Under the direction of successful entrepreneurs and accomplished academics, we help students start their own micro-businesses, offer them exposure to rapid-growth, scalable companies, and facilitate regular contact with successful entrepreneurs.
Our programs provide a distinctive approach to university entrepreneurship education. They challenge students to value the person along with achieving profitability.
We are inspired by Pope Francis, who said that business is "a noble vocation, provided that those engaged in it see themselves challenged by a greater meaning in life; this will enable them truly to serve the common good by striving to increase the goods of this world and to make them more accessible to all."
We aim to inspire and equip our students with the virtues, skills, and initiative needed to launch ventures for impact as principled entrepreneurs, integrating virtue with sound business practice, designing dynamic enterprises that create value for customers and allow employees to flourish.
The business world is always changing and is rife with uncertainties. Anticipating new market conditions, adapting to change, and creating new goods and services through innovation all have something in common: they are different facets of entrepreneurial activity. Indeed, while entrepreneurship is often associated with start-ups, it is much more! Entrepreneurship is an expression of creativity ordered toward the service of others, and of the human capacity to introduce novelty in the world. In any field of business, an entrepreneurial mindset will help students move from idea to impact: seizing possibilities, solving problems, implementing change within an organization, and transforming communities large or small.
Entrepreneurship is offered as a cospecialization, always to be taken in conjunction with another specialization. It is also available as a minor (4+2 courses), permitting a deeper dive into the discipline. Our students are required to study the theory and history of entrepreneurship, dozens of entrepreneurial cases, and are immersed into our network of small businesses in Brookland and greater Washington DC to obtain first-hand knowledge of the life of small business entrepreneurs. They may also start their own venture (in the minor). Studying entrepreneurship at The Busch School provides students with a deep understanding of the human person as a problem solver and an opportunity-seizer: one capable of integrating personal virtue, cutting-edge entrepreneurial tools and long-term perspective to launch and grow enterprises that harness human creativity at the service of individuals and communities.
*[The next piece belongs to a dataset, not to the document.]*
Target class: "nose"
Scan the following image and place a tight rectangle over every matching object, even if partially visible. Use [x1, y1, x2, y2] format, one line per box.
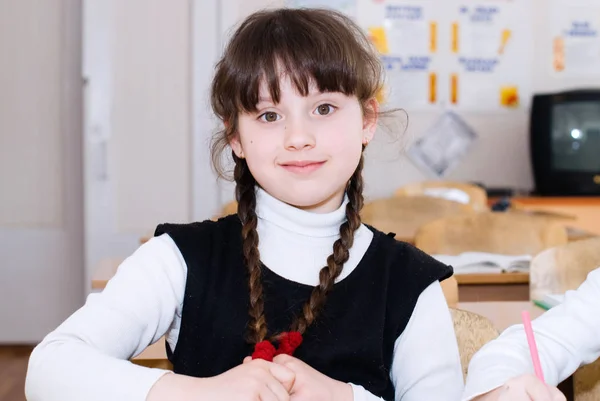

Specialization courses include:
- ENT 372: Entrepreneurship & Venture Capital
- ENT 472: Principled Entrepreneurship
- ENT 455: Small Business Growth Lab
- ENT 476: The Spirit of Entrepreneurial Capitalism
Students must also complete the core university requirements, specific to their major, in order to complete their degree. Business students are required to complete courses which include: philosophy, theology, humanities, literature, writing and composition, and free electives.